It's Barefoot Thursday and I'm going to save you a buttery bundle....
It's not unusual for the Quiet Man to phone me from the grocery store. This is what happens after ten years of training/marriage. A husband must learn that this particular errand can be the cause of great disappointment, say when the Italian parsley is brought home instead of the cilantro, or that despite his best detective efforts there really is such thing as panko (Asian aisle-bottom left corner, dear), or when 12 heads come home when the list simply said "garlic." But this time, Quiet Man had found the Arborio rice as listed, but was calling home to make sure that at $9.00 for a mere 10 ounces if I really wanted it. My alter ego is taking over, and I didn't want to let Prudy down so I asked him to put the rice back. I've made risotto plenty of times, but not since rice prices have skyrocketed. I hopped onto the Internet to research a possible replacement and was pleased to find that renowned cookbook author Marion Cunningham claimed that a very good risotto was possible with American medium short grain rice. I don't want to upset my fellow Italians, but after giving it a go, I happily concur. My frugal risotto was creamy and toothsome. At less than 1/10th the price of Arborio, we'll be having penny risotto a lot more often. And the Quiet Man won't even have to call me from the market. Although he certainly can. Any time.
I made some considerable adjustments to this recipe. Since I've got several vegetarians in my extended family and I thought this might make a great Thanksgiving side sans meat, I tested mine with vegetable broth and no prosciutto. Saffron was skipped in the interest of remaining solvent, and so I swapped in some thyme for flavor. Also, as always, I couldn't justify the heaping 8 tablespoons of fat-maybe for Thanksgiving, but certainly not for weeknight dinner. To keep the dish extra creamy, I drizzled a bit of half and half on the finished servings.
Money Saving Tips: Using medium grain rice instead of Arborio is going to save you a bundle of cash. If you've got a great source for cheap saffron, by all means, add some. I'm going to pick some up in Europe next month. For now, I used dried thyme.
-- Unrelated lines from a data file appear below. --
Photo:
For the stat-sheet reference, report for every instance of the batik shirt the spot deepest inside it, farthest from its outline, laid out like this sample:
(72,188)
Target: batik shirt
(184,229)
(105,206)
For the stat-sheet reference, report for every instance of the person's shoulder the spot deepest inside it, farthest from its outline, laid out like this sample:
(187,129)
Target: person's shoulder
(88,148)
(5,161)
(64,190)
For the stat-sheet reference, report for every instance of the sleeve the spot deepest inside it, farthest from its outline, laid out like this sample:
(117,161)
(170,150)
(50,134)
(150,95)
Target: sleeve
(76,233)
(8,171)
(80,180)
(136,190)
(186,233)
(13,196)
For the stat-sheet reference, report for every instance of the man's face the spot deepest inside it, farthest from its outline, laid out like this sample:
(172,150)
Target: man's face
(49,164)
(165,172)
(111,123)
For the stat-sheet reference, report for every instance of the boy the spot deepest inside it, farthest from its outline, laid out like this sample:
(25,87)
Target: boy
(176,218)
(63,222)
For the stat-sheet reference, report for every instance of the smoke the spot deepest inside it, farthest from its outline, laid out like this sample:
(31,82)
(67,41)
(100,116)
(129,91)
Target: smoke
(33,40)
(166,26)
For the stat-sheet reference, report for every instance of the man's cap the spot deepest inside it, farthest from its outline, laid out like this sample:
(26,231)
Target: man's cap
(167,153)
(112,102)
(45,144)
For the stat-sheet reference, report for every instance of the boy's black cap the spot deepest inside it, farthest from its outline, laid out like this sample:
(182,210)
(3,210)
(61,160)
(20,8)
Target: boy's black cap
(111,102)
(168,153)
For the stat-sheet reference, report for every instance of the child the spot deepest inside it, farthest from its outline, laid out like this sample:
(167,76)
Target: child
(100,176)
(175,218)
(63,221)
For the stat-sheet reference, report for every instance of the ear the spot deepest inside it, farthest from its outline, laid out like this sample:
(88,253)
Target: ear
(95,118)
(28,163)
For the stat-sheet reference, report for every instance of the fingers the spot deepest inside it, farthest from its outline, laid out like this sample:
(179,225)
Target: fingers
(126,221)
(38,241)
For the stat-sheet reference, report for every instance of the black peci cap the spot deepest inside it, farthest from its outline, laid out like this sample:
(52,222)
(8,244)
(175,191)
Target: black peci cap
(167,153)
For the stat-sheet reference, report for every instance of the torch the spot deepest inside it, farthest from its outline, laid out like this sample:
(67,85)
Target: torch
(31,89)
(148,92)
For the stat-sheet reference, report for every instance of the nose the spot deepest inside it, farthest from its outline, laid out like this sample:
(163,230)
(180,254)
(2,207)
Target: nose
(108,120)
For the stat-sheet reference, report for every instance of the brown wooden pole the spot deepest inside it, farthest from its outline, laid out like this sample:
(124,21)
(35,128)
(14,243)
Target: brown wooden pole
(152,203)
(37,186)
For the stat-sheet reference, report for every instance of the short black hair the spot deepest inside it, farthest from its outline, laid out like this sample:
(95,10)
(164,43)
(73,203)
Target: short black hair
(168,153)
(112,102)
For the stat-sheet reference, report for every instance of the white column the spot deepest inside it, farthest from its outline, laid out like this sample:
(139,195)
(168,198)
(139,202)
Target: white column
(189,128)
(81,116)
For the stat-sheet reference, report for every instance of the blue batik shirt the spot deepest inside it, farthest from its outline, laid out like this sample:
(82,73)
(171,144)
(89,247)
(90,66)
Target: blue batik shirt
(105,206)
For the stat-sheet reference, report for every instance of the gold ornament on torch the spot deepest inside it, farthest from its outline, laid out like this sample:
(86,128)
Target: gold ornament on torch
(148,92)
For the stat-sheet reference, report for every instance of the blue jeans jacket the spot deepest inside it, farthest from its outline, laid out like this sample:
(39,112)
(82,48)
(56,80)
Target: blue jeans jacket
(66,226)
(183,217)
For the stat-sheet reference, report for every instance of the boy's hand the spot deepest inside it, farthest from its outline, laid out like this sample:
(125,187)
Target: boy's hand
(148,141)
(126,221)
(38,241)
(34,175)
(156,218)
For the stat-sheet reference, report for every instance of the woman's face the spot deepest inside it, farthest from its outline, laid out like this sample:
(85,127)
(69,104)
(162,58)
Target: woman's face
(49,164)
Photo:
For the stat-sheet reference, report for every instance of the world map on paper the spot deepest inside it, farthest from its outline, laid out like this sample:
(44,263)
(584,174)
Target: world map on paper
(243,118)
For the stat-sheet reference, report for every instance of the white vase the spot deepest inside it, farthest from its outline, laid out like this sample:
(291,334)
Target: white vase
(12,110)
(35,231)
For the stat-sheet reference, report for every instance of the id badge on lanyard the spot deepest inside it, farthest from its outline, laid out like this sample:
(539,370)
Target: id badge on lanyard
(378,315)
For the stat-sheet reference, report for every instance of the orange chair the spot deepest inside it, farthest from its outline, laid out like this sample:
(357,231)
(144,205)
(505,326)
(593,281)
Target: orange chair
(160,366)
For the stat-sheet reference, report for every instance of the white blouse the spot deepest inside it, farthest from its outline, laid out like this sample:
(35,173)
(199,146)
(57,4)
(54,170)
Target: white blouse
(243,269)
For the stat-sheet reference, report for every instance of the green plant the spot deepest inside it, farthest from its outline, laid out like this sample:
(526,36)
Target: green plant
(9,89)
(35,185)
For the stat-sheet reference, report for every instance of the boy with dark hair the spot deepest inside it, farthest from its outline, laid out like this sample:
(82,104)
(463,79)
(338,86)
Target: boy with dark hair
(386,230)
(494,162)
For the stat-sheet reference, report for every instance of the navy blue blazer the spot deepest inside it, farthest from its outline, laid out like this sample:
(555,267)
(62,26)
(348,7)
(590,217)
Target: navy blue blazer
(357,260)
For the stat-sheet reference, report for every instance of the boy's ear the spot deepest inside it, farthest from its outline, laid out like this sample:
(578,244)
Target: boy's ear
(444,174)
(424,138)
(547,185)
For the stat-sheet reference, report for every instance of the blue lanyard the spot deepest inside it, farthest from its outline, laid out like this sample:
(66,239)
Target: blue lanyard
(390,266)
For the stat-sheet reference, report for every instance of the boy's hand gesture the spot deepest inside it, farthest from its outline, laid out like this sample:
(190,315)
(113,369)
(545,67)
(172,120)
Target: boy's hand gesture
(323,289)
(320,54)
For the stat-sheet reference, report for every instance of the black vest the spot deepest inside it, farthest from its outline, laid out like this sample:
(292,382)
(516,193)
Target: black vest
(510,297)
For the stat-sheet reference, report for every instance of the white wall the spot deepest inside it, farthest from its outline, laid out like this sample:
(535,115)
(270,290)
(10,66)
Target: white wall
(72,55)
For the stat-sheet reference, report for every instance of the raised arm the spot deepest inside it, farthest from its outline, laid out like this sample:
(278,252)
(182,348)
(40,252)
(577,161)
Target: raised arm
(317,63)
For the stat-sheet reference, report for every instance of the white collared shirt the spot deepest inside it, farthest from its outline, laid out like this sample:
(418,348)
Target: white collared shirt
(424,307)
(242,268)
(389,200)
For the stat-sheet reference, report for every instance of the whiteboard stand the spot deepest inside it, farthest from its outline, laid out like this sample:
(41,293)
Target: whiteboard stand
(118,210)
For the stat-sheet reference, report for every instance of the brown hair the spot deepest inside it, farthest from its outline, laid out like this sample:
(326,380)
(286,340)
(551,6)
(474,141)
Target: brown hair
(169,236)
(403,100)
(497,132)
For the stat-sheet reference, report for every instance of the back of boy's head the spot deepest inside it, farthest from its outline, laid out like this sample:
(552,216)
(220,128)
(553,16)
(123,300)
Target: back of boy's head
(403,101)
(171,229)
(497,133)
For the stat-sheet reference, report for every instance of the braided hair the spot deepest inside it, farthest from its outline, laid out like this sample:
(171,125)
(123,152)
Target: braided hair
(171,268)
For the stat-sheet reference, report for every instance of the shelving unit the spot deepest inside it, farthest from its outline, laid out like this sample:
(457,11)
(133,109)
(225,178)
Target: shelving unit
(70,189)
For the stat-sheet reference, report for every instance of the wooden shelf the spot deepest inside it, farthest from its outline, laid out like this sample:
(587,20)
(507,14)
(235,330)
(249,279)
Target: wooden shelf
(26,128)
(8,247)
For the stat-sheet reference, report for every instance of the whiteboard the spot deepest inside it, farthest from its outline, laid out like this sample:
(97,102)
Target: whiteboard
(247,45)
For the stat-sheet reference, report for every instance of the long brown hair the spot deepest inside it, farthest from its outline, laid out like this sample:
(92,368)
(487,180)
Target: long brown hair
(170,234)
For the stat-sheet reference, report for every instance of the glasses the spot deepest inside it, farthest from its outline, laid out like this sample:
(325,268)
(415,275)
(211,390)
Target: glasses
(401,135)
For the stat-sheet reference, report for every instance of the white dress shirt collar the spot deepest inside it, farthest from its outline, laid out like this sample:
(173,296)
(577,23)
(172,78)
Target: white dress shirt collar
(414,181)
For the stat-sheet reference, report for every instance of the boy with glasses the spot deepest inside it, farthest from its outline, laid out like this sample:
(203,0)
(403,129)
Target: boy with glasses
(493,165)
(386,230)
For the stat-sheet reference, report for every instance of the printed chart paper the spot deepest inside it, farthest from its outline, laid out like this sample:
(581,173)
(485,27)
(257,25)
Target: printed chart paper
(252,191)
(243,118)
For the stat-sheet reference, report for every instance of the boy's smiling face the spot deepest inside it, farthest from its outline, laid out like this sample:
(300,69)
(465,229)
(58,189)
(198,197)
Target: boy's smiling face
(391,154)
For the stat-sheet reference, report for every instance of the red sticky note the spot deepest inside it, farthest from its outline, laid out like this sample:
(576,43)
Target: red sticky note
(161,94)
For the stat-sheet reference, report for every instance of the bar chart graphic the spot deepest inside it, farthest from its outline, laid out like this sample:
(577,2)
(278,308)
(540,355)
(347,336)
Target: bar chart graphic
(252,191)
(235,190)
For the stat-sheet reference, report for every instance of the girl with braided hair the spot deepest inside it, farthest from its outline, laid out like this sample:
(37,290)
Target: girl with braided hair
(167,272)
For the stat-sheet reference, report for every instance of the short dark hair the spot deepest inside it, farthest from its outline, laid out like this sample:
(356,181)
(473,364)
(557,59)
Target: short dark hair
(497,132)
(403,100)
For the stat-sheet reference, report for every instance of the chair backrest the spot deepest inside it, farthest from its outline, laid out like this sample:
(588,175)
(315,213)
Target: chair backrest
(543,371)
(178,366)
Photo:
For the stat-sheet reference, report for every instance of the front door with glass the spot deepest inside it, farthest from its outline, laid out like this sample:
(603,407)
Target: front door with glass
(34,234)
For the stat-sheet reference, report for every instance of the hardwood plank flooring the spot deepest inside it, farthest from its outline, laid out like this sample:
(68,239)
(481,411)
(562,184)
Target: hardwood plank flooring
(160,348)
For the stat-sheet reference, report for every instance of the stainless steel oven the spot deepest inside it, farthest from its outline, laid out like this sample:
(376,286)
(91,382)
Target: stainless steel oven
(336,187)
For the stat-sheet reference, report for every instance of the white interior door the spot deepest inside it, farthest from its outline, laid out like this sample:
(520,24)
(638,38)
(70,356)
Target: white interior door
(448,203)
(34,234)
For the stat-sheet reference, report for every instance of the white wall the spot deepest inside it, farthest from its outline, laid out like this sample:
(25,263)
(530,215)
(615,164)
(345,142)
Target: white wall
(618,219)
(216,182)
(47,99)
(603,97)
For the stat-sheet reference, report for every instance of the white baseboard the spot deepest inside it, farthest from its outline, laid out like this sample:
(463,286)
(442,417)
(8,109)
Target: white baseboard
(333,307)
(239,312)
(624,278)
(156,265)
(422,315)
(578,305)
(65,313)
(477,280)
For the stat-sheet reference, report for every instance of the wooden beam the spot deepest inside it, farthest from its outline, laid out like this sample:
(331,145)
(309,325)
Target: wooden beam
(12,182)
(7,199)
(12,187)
Thyme Roasted Butternut Squash Risotto
Estimated Cost: $4.00 for 3 large servings
Notes: I served this for dinner with Italian sausage and a simple mixed green salad.
1/2 butternut squash (about 1 lb.), peeled and cut into 3/4 inch pieces
1 tablespoon olive oil
1/4 teaspoon dried thyme
3 and 1/2 cups vegetable broth (I used Swanson's)
1 tablespoon butter
1 small onion, diced
2 cloves garlic, minced
3/4 cup medium grain rice
1/2 cup finely grated parmesan cheese
a couple tablespoons of half and half, for drizzling, if desired
Preheat oven to 400 degrees. Line cookie sheet with foil. Place squash on foil. Drizzle with oil and sprinkle with thyme and a bit of salt and pepper. Roast for 25-30 minutes, or until tender. Meanwhile, warm vegetable stock in small saucepan in a small saucepan. Keep it at a simmer while you make the risotto. In a medium skillet, melt butter. Add onion and garlic and saute on medium for 10 minutes. Stir in the rice and 1 cup of broth. Stir occasionally and simmer until broth is absorbed. Continue to stir in broth, 1/2 cup full at a time, as it is absorbed until the rice is cooked through but still has some bite. This should take between 20 and 25 minutes. Don't let it get mushy. Remove the pan from the heat and stir in the squash and parmesan, saving a little of both for garnish. Serve with a little drizzle of half and half, if desired.